Liselotte gazed down at the yawning hole in the ground. "Harpies rule Sky. Do not burrow like moles or claw soil like dogs. But these Asuras..." She spat the word. "These Asuras do not respect domain."

Gwynelle chittered agreement, her feathers fluffing in anger. "Our lands nae theirs."

Ryelle couldn't fault their outrage. They were apex predators accustomed to being at the top of the food chain. Dealing with an enemy they couldn't find and couldn't reach within their domain? It had to feel like some violation, not to mention dangerous. Just how dangerous was impossible to tell—at least not without taking a closer look.

The Harpy Queen beat her wings once, stirring up a cloud of dry, dead leaves. "Who leads these Asuras?"

The most likely answer was Xellos. But Ryelle didn't have confirmation. The Asuras could be under the control of a more powerful demon or acting independently for some inscrutable reason. She just didn't know.

But even if she was certain, telling Liselotte would only drive her to seek out a confrontation with Xellos directly or retaliate by attacking Corinth. Neither option would help avoid war.

"Nothing I could point to," she replied, sidestepping the question.

Liselotte's eyes narrowed into slits as she watched Ryelle's movements.

Ryelle kept her expression carefully neutral.

After a tense moment, Liselotte shrugged and paced a slow circle around the entrance, pausing now and again to examine the soil or peer into the black depths beneath the trees. "Harpies cannot hunt in stone burrows. Too narrow, no sky, wings useless."

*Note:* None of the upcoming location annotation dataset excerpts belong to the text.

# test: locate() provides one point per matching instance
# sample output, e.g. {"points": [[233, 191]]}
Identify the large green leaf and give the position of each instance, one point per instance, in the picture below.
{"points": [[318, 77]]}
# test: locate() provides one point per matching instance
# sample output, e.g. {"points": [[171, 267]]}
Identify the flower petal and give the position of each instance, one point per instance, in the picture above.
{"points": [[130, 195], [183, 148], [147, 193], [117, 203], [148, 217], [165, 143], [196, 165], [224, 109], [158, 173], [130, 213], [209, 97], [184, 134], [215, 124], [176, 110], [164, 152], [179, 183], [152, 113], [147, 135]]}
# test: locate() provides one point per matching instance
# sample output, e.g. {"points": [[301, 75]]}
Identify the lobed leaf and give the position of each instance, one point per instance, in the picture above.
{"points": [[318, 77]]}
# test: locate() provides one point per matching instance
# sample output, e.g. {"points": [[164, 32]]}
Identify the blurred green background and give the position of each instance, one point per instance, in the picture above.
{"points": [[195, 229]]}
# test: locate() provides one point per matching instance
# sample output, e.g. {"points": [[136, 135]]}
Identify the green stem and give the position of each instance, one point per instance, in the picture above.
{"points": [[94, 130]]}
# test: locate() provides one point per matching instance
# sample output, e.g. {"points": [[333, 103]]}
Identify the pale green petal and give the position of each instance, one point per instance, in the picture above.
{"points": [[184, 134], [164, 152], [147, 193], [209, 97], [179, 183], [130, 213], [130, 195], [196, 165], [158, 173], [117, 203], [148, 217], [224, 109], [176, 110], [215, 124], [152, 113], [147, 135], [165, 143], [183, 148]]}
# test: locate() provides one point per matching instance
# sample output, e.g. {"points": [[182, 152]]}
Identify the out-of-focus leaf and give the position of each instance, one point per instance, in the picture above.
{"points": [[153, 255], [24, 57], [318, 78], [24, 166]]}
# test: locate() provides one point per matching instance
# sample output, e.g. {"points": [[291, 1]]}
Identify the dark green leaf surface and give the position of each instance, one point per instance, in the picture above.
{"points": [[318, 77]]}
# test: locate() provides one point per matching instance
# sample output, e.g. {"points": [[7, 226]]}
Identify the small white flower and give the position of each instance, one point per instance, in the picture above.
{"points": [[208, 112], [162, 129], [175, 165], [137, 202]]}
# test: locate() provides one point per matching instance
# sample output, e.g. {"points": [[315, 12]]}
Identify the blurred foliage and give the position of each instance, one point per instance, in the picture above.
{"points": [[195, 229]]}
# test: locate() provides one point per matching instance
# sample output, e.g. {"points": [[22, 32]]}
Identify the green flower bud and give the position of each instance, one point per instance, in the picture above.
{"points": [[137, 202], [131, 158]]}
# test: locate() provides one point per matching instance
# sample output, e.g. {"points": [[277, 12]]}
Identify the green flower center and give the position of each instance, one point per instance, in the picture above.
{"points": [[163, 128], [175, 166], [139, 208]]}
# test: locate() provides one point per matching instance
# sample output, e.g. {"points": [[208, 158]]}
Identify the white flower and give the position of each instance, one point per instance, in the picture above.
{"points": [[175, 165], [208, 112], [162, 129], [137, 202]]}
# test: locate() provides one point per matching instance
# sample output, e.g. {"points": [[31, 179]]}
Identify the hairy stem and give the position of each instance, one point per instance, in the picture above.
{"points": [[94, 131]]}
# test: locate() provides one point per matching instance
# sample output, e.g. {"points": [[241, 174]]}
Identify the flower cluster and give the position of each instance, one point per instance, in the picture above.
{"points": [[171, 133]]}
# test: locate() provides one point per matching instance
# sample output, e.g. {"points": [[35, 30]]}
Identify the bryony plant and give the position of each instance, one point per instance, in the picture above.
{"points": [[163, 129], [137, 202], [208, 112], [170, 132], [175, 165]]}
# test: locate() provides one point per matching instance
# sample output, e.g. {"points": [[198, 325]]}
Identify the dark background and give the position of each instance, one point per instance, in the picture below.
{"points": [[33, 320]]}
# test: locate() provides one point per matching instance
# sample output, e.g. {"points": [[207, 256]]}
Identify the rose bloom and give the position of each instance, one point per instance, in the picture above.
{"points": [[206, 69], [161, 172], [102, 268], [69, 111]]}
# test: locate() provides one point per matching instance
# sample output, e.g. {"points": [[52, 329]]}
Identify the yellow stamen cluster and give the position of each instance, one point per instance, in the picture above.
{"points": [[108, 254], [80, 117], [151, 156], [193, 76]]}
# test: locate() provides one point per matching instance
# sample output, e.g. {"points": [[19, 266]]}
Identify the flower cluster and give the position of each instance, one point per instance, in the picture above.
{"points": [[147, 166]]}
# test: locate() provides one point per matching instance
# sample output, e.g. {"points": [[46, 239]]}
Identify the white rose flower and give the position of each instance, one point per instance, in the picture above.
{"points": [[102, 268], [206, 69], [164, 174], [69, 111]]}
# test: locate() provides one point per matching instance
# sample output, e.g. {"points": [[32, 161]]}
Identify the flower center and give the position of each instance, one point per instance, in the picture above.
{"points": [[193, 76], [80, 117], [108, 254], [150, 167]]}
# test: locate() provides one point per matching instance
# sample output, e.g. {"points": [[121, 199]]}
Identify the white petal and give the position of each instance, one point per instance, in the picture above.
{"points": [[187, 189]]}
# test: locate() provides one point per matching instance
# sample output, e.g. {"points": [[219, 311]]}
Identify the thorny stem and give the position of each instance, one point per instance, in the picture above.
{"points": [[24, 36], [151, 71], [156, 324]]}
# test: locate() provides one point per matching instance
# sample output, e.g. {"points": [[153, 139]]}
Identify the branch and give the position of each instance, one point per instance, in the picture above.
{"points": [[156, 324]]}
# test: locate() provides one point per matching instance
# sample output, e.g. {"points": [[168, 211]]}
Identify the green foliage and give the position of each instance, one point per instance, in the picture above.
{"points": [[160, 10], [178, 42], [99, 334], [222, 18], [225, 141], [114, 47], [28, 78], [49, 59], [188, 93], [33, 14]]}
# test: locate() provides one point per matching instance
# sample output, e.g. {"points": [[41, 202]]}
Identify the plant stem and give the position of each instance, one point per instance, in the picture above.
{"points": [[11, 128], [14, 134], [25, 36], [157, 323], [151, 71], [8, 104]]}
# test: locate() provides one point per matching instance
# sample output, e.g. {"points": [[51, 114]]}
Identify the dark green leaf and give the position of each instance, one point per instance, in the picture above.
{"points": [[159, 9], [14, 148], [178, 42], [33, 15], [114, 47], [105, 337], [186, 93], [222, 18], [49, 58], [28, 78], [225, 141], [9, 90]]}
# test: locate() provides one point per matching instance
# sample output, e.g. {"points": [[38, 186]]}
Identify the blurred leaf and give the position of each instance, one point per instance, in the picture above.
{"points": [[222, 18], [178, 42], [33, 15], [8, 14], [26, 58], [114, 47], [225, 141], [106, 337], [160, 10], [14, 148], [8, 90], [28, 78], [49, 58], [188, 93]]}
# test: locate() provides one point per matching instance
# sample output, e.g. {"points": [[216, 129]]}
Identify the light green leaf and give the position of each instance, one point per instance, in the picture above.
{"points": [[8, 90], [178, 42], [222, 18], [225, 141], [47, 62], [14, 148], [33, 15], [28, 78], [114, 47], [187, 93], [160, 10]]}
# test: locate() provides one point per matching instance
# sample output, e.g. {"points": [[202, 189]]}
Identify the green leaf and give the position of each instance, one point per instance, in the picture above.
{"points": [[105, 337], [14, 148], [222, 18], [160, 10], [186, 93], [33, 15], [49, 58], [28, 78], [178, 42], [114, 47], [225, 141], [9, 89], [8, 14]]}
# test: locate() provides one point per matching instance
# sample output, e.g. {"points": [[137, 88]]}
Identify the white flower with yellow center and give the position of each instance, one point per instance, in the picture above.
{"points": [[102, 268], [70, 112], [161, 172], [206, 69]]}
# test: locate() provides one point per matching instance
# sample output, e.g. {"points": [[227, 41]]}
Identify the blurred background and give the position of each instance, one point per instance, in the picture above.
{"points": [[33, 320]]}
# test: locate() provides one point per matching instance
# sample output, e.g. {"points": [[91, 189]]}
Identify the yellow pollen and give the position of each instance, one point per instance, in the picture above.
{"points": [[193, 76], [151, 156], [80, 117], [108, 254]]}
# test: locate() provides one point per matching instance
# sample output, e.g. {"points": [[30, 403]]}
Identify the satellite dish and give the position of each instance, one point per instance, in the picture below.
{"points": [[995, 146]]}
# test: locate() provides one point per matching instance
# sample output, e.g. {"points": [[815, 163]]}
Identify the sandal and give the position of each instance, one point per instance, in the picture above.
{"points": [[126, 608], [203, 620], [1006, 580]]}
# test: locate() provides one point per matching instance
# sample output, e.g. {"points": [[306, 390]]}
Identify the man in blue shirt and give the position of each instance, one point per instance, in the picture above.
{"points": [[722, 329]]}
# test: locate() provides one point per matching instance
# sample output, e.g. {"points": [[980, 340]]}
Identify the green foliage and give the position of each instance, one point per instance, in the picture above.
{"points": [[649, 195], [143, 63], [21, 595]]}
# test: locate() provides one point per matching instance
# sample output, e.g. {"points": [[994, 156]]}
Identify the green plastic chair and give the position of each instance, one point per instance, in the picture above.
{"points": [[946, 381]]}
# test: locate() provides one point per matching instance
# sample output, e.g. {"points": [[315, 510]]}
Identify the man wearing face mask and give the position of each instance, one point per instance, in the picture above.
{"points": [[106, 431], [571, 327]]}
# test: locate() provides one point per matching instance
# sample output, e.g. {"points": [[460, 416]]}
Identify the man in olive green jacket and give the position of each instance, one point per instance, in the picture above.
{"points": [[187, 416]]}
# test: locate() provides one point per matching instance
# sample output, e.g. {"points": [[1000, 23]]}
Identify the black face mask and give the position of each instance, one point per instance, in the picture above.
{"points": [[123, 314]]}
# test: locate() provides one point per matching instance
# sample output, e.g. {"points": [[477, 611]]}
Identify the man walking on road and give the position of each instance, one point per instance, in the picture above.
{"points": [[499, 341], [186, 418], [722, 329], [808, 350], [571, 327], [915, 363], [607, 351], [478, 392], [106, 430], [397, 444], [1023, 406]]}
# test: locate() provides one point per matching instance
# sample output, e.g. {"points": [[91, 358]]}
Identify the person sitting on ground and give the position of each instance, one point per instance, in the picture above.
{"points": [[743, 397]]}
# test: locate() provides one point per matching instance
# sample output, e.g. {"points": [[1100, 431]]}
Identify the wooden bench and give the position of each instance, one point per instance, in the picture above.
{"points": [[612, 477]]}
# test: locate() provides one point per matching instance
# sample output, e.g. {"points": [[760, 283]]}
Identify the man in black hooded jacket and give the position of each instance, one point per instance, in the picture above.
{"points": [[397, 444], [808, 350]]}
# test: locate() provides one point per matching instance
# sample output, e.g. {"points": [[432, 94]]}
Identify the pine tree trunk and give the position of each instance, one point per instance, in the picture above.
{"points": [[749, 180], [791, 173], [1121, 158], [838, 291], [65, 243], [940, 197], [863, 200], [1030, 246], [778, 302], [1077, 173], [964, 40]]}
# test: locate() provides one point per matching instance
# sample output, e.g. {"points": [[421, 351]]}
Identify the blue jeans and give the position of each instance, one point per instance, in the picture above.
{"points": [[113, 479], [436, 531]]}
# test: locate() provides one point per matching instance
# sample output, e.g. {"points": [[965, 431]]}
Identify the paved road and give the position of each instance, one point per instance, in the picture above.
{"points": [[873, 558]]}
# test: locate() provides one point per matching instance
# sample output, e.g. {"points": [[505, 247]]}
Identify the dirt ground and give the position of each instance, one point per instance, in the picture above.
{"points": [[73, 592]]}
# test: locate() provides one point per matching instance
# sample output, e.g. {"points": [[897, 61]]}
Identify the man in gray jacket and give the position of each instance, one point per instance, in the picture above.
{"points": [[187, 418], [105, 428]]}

"You're asking me to go down there."

"Can reach where we cannot."

Ryelle gazed down at the shadows and imagined what might wait below. Her own abilities paled in comparison to Liselotte's in open combat, but that wouldn't make a difference in tunnels too cramped for wings and talons. Hand-to-hand, face-to-face, that was a fight she knew how to win.

Especially when fire and fury were all it took to even the odds.

She gave a short, sharp nod. "I'll scout the tunnels, see what I can learn. Should be back in a couple of hours."

"One hour." Liselotte ruffled her feathers, the first hint of unease she had shown so far. "Any longer and we assume the worst. Gwynelle, fly back and tell the others to prepare for battle."

The young harpy nodded eagerly, already spreading her wings for takeoff. "What if flying-things come while gone? Shadows-with-eyes?"

"Kill on sight."

Gwynelle looked surprised, then delighted. Ryelle couldn't help but smile at her enthusiasm. For a hunter, permission to unleash aggression must feel like an early birthday.

With a whoop of joy, Gwynelle shot skyward, her wingbeats fading into the clamor of wind and forest sounds as Ryelle turned her attention to the tunnel entrance.

"Well," she muttered, reaching for the dragonfire that flickered in her core. "Here I go."